We were all expecting York Place to close ahead of work on the Trams to Newhaven project being extended to start to join the old and the new tramway together but what probably wasn’t expected was that it would be happening so soon – within the next two weeks in fact! It has been confirmed that the current city centre terminus will be closed from either Wednesday 9th or Thursday 10th February (depending whether you believe the City of Edinburgh Council or Edinburgh Trams websites!) to allow its demolition to take place ahead of the construction of tram tracks to link up with the extension. Initially trams from the Airport will be terminated at West End and then from April St Andrew Square will become a temporary terminus until the extension opens in 2023.
Ever since the Trams to Newhaven project was announced it was well known that as part of it York Place would become the first stop on the network to be permanently closed (and the first modern UK tramway stop to close since Station Street in Nottingham during July 2015) as its single platform was in the way of a double track tramway being constructed onto the extension. The platform will need to be demolished and eventually replaced by track. As those who have been to Edinburgh know there is a short stub of track which finishes shortly before the platform and this will in effect be extended to allow the two parts of tramway to become one.
To allow arrangements to be put into place for St Andrew Square to become a temporary terminus for at least a year, trams won’t be able to run beyond West End for around two months from February until April 2022. Tram ticket acceptance on both Lothian Buses and Scotrail between Haymarket and Waverley stations has been put in place to allow passengers to complete their journeys into Edinburgh City Centre. Then from April 2022 trams will run along Princes Street again and terminate at St Andrew Square.
Lea Harrison, Managing Director of Edinburgh Trams, said: “The closure of York Place marks a major milestone in the Trams to Newhaven project, and shows that work to expand our popular tram network is gathering pace ahead of the planned launch of services on the new line in 2023. However, we are aware that the closure, and temporary suspension of services to Princes Street and St Andrew Square may cause inconvenience to some customers, so these works have been scheduled during the quietist time of the year and well ahead of what is expected to be a busy summer for the city.”
In the same Council press release it has also been confirmed that more than 60% of track has now been laid (2.8km), 85% of the necessary utility diversions have been carried out and construction work on the stops at McDonald Road and Ocean Terminal has been completed.
As work progresses on the extension, construction of the new Picardy Place stop will begin during May which will open with the rest of the line in 2023.
Construction works on the west side of Leith Walk are also nearing completion and this will see changes to traffic management in the area.
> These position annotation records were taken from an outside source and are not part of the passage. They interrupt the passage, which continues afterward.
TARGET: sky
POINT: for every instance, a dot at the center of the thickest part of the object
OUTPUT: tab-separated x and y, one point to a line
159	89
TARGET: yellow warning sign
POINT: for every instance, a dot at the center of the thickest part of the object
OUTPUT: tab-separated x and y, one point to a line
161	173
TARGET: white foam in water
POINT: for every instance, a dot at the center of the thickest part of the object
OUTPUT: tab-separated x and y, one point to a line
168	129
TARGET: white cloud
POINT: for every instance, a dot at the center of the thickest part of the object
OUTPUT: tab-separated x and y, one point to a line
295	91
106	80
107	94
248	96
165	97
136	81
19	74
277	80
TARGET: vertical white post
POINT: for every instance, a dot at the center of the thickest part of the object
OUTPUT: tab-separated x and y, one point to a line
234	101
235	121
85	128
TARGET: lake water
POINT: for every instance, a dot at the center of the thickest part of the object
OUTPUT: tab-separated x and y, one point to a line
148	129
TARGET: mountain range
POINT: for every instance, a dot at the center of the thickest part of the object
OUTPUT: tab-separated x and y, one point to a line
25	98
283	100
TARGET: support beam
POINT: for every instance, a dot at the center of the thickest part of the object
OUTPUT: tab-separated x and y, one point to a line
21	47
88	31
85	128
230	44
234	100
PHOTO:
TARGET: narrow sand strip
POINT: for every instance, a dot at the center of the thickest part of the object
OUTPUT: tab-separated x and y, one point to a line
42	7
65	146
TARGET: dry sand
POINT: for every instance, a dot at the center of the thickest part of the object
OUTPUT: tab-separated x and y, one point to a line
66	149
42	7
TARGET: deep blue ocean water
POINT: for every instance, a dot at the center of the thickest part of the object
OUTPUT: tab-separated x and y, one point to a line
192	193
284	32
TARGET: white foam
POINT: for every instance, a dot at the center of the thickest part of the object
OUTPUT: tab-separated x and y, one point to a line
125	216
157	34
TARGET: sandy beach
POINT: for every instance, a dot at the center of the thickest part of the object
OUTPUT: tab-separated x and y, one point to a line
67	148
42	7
This will see traffic still able to run citybound but from 2nd February it will be moved from the east to the west side of the road so that changes to kerb lines, improvements to public realm and the creation of a new carriageway can be carried out on the east side. Pilrig Street and Steads Place will reopen for southbound traffic at this point.
Cllr Lesley Macinnes, Transport and Environment Convener, said: “We’re entering a significant phase of the Trams to Newhaven project, as we work to link the old line to the new. We are in the final year of construction for the project which will be followed by a period of testing and commissioning ahead of opening for service in Spring 2023. With 60% of track laid and main construction on two of the new tram stops completed, we’re making great progress and it’s exciting to be able to see elements of the new line in place, giving us an idea of how the route will look next year.
Of course, as is expected of major infrastructure projects of this nature, there is bound to be some disruption, and I’d like to thank all those living and working nearby for their patience. We’re working hard to mitigate the impacts and will continue liaising with residents, businesses and public transport providers to keep them up to date.”
All this means that if you’re in Edinburgh and want to catch a tram from York Place you have less than two weeks to do so!